WhatsApp-Gruppen von Verwandten und Freunden tauschten hierzu in Windeseile unterschiedliche Nachrichten aus. Die einen meinten, sie sei über dem Meer explodiert, andere sagen, fünf Kilometer von uns entfernt hätte sie eine Detonation verursacht.
So oder so, es ist eigentlich unmöglich, in ständiger Erwartung solcher Explosionen über unseren Köpfen zu leben. Um noch präziser zu sein, mir ist der Gedanke von Explosionen über dem Kopf meines Kindes untragbar. Ich beschliesse, morgen nach Haifa zurückzukehren.
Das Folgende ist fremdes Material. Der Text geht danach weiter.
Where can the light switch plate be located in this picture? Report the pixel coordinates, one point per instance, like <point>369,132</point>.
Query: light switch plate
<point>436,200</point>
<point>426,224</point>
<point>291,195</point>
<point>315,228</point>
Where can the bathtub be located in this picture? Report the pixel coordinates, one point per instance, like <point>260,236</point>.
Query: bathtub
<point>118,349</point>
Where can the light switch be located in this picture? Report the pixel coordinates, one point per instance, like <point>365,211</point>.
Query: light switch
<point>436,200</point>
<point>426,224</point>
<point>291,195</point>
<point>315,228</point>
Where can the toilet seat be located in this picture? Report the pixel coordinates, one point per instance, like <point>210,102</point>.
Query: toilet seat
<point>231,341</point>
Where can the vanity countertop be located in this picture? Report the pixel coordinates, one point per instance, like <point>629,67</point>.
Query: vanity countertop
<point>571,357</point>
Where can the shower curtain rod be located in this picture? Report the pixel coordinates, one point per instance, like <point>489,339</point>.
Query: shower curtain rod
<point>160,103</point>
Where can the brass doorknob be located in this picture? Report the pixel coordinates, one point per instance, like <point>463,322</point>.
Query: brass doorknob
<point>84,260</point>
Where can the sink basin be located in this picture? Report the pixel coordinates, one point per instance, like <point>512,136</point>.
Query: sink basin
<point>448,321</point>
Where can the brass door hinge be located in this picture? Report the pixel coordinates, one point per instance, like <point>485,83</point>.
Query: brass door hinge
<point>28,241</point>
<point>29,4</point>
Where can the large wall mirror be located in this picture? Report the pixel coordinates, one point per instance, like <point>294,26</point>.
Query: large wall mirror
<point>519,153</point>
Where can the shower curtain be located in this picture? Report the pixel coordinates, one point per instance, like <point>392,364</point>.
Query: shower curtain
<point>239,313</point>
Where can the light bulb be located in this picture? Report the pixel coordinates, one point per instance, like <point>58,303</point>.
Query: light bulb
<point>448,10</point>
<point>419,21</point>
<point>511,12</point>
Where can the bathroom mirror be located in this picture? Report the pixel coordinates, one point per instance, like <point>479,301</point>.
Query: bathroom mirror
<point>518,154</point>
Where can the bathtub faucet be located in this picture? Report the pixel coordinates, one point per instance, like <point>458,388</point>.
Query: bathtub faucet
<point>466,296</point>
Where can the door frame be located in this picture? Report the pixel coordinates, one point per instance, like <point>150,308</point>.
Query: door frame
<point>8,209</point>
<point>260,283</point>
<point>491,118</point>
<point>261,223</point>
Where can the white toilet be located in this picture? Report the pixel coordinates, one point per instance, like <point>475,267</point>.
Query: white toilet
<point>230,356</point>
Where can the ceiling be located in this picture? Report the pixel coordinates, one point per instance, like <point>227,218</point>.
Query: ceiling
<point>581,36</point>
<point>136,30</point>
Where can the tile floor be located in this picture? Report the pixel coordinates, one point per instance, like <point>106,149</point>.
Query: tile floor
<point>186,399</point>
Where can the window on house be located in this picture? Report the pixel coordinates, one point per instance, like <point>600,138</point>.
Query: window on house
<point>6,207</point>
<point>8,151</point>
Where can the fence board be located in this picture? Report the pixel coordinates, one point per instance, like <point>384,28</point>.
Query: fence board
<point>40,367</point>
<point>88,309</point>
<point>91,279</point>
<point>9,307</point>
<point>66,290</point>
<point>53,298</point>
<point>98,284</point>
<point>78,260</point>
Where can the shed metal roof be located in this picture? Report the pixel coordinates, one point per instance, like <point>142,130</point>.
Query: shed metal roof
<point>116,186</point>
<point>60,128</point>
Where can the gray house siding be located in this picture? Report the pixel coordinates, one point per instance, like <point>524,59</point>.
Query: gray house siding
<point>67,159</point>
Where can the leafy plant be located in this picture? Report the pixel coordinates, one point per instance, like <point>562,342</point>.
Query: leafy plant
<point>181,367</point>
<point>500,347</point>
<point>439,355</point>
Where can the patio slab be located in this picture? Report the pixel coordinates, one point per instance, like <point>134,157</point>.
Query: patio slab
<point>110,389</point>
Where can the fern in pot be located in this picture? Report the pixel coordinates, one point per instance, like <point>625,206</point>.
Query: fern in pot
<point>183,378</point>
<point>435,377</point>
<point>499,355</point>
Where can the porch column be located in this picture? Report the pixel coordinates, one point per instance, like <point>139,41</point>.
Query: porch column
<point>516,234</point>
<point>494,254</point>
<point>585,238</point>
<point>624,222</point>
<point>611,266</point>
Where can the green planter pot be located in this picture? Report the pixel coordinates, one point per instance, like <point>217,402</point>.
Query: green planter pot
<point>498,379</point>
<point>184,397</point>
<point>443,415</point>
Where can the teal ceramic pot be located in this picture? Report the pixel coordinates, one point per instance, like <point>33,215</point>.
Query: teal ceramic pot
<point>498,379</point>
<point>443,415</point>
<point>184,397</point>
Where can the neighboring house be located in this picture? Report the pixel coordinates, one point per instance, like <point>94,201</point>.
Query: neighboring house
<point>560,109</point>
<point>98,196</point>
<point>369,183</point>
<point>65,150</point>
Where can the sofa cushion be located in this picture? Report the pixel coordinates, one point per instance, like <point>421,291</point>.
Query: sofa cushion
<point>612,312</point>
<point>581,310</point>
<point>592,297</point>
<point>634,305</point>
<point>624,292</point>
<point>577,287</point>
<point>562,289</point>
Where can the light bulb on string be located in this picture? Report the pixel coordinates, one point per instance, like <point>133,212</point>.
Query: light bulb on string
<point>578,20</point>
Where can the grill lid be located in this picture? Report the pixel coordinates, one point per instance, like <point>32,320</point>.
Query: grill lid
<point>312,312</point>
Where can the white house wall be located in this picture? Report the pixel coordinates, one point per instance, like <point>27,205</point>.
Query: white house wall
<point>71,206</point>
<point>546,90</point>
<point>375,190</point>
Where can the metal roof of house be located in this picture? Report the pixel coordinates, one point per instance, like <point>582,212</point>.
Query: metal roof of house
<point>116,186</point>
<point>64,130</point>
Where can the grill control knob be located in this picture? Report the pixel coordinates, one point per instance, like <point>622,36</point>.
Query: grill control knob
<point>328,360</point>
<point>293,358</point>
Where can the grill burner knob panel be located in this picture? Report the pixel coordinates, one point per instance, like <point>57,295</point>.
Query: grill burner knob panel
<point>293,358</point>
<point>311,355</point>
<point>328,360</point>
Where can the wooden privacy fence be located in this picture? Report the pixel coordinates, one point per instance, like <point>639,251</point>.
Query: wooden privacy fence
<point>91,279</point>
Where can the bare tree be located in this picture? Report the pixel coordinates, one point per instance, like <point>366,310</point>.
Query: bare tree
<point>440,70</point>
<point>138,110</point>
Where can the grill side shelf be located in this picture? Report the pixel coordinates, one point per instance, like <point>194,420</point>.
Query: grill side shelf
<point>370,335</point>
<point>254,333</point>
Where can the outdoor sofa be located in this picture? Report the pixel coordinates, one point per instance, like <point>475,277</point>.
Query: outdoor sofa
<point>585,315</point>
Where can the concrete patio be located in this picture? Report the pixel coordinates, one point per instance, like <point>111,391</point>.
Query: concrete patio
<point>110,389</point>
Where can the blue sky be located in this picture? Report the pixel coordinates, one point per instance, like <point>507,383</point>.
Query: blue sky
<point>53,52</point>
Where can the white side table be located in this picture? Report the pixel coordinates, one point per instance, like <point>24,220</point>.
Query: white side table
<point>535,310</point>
Ich verstehe immer weniger, wie die Menschen in den Kibbuzim oder in den südlichen Städten Israels über 15 Jahre, jeden Tag, jede Woche, jeden Monat mit solchen Bedrohungen gelebt haben. Denn man hat lediglich etwa sieben Sekunden Zeit, wenn solche Explosion die Luft zerreißt. Wenn man ernsthaft
darüber nachdenkt ist das eher eine Warnung, nämlich die, dass man im Ernstfall kaum jemanden retten kann. Zudem fallen Schüsse auch in der Nacht, wenn Babys und Kleinkinder schlafen und das macht die Suche nach einem Unterschlupf noch weitaus prekärer.

Welches Land hatte Verständnis dafür, dass man hier mit einer solchen Bedrohung lebte? Kein Land, mit der Ausnahme Israels natürlich. Das einzige Land, das von westlichen und arabischen Staaten ständig diffamieren wird, während diese Länder – bewusst oder unbewusst – jene gefährliche Politik
unterstützen, seien es die iranischen Ayatollahs und Terrororganisationen, die von Katarischem Geld leben. 2014 hat die Europäische Union die HAMAS von der Liste der Terrororganisation gestrichen, siehe taz.de.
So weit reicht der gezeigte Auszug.